Et dernière question rhétorique puritaine et psychologisante (mais
qu'il faut bien se poser) : quel sorte de plaisir peut-on en retirer,
pour y apporter un tel soin ?

  Plus intéressant est de constater que ce choix n'est pas, pour Noé,
automatique : par exemple, à la fin de la scène du viol, le violeur
cogne violemment (et jusqu'à plus soif) la tête de sa victime contre
le sol. Là encore, tout est dans le cadre... sauf le sol. Etait-il
plus désagréable à Gaspar Noé de truquer cette scène à cause du
personnage interprété par Monica Bellucci (une Alex aux formes
généreuses, femme idéale, amante épanouie, la perfection incarnée), ou
à cause de l'actrice elle-même ? Pouvait-on se permettre de le faire
avec un personnage homosexuel (se trouvant dans un club où tout
n'était que déviance) mais pas avec une incarnation de la femme
parfaite ? Mystère, mais les faits sont là.
  D'autant que c'est le seul et unique moment où la conscience d'un
hors-champ devient manifeste : le moindre événement (par exemple, cet
inconnu qui, témoin du viol, s'éloigne sans réagir) doit être dans le
cadre. Est-ce si difficile d'imaginer la même scène avec des bruits de
pas s'approchant puis s'éloignant ?...


     IRE ET VERSIBLE : LE MONDE ET LE CINÉMA.

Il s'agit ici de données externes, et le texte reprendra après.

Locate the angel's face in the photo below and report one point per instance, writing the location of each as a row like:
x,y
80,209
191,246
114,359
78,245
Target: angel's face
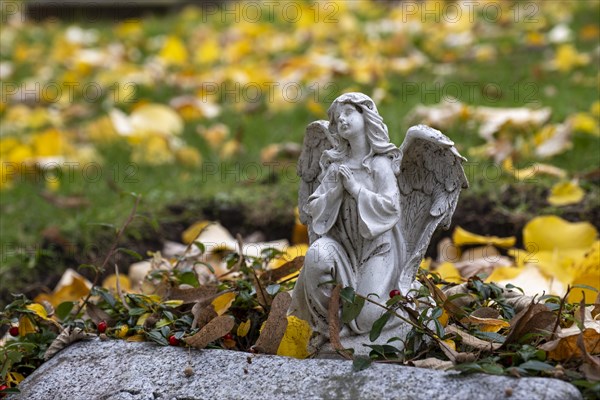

  On l'aura compris, ce film réputé pour ses scènes-chocs ne montre
pas seulement la colère de deux personnages qui finissent par perdre
les pédales, mais aussi le coup de gueule d'un réalisateur qui, pour
se faire entendre, a décidé de choquer.
  Choquer non seulement par ces séquences dont il a beaucoup été
question depuis une semaine, mais aussi par sa mise en scène
hyperbolique. Jusqu'à la scène charnière (le viol), la caméra n'aura
de cesse de tenter de vous faire rendre ce que vous aurez eu la
mauvaise idée de manger juste avant la séance. Tournoyant
littéralement dans tous les sens, et ce, sans jamais vraiment
s'arrêter, la caméra entend bien vous faire expérimenter concrètement
ce qui se cache derrière l'expression « sens dessus dessous ».
  De ces mouvements de caméra incessants ressortiront beaucoup de
passages où on ne voit rien (80% du temps dans la première partie du
film) et ces moments où malgré ses retournements sur elle-même, la
caméra gardera toute l'horreur des événements dans le cadre.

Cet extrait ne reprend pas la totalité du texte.